When we finally departed in October the many time zone crossings, the unpacking of his furniture and the long haul driving exhausted me. All of this coupled with a red eye flight home (in which I went a total of 36 hours without closing my eyes) seemed to reboot my circadian rhythms. Two weeks after our adventure, we turned the clocks back to standard time and coupled with regular exercise, my inability to drift into Snoreland vanished like a nightmare on the wings of dawn. 


As of this writing, insomnia in its fullest sense has departed. I have not yet needed to dip into my melatonin stores, either. The Spring time change has not yet disrupted my sleep (anymore than usual) either, despite the longer days and darker mornings. I still exercise regularly (though not at the YMCA) and I feel in mid-season form. I go to bed most nights quite tired and wake up refreshed, if groggy.
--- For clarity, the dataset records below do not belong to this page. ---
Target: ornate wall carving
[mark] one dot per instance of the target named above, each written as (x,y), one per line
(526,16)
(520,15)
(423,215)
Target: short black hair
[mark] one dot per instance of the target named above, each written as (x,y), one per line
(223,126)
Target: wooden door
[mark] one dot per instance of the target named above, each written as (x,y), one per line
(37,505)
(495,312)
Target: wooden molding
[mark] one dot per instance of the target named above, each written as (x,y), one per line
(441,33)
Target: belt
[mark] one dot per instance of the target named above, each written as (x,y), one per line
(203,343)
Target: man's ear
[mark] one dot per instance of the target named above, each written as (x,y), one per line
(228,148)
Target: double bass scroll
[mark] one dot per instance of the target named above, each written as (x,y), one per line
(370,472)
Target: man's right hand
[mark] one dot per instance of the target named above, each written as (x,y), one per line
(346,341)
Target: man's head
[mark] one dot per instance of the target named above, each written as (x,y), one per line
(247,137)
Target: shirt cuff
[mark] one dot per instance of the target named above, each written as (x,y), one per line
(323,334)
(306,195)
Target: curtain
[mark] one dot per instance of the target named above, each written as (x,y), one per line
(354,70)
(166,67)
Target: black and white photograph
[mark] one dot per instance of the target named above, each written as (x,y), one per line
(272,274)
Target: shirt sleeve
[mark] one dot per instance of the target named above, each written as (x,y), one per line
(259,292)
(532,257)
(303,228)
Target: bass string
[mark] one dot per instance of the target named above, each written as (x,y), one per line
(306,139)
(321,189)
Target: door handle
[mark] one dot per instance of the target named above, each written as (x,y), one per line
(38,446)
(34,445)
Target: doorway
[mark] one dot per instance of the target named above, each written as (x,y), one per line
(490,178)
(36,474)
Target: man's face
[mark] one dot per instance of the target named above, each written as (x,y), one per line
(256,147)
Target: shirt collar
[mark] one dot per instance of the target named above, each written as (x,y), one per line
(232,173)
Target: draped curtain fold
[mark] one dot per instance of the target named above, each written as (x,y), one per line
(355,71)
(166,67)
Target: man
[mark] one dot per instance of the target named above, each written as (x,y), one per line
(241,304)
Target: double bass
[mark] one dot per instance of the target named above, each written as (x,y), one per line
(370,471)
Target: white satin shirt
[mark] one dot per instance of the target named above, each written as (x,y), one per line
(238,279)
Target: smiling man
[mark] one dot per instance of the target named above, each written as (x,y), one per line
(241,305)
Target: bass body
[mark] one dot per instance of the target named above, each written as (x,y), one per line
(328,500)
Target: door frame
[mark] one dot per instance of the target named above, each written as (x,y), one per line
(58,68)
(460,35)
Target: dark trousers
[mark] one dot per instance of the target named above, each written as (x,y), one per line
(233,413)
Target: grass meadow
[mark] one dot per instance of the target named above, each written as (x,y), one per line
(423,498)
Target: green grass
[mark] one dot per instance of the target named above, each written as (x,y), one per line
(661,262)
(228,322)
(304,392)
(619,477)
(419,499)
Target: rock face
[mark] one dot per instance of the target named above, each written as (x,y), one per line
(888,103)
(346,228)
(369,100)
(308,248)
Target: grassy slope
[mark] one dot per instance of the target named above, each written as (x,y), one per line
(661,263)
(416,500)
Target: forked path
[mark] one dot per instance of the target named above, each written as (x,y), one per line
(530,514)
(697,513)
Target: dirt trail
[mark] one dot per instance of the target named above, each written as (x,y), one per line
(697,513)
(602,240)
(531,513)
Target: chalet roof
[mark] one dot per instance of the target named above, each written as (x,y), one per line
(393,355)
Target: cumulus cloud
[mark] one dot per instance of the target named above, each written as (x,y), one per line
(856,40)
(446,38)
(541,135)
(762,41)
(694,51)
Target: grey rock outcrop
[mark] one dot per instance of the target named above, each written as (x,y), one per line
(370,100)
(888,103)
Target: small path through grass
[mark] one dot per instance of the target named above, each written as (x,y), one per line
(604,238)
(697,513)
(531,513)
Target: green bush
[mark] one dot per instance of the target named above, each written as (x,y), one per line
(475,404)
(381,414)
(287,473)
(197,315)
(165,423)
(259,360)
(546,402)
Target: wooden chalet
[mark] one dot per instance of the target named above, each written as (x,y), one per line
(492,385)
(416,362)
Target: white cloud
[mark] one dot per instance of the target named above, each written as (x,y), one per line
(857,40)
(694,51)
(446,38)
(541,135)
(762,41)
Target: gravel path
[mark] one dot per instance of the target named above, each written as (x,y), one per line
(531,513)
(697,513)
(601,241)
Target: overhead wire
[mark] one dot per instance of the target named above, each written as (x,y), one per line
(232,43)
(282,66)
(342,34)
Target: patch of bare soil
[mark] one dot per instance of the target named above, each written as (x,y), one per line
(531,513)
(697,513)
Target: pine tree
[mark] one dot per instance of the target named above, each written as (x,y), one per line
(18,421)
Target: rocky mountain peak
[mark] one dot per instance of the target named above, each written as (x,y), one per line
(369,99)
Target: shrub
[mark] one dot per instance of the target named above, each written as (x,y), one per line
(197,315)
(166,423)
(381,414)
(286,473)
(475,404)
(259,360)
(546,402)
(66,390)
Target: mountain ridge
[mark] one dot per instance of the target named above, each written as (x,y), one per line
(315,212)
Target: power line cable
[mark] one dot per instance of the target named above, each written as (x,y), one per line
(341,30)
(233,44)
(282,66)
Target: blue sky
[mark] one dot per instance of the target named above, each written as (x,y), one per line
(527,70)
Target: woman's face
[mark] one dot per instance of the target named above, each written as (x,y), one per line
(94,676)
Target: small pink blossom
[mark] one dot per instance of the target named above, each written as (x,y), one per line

My nighttime dreams are less psychedelic but that's an agreeable alternative to the swirling, brightly colored flower explosions that melatonin-induced fantasies caused. Sleep truly has knit up the ravelled sleeve of care.


I know that I will again have battles with sleeplessness but if they begin to drag out into weeks-long campaigns, I can reach for the gummies. It is pretty certain that a period of insomnia will return again, but in the meantime, hopefully I can avoid it via diet and exercise and careful adherence to a nightly routine.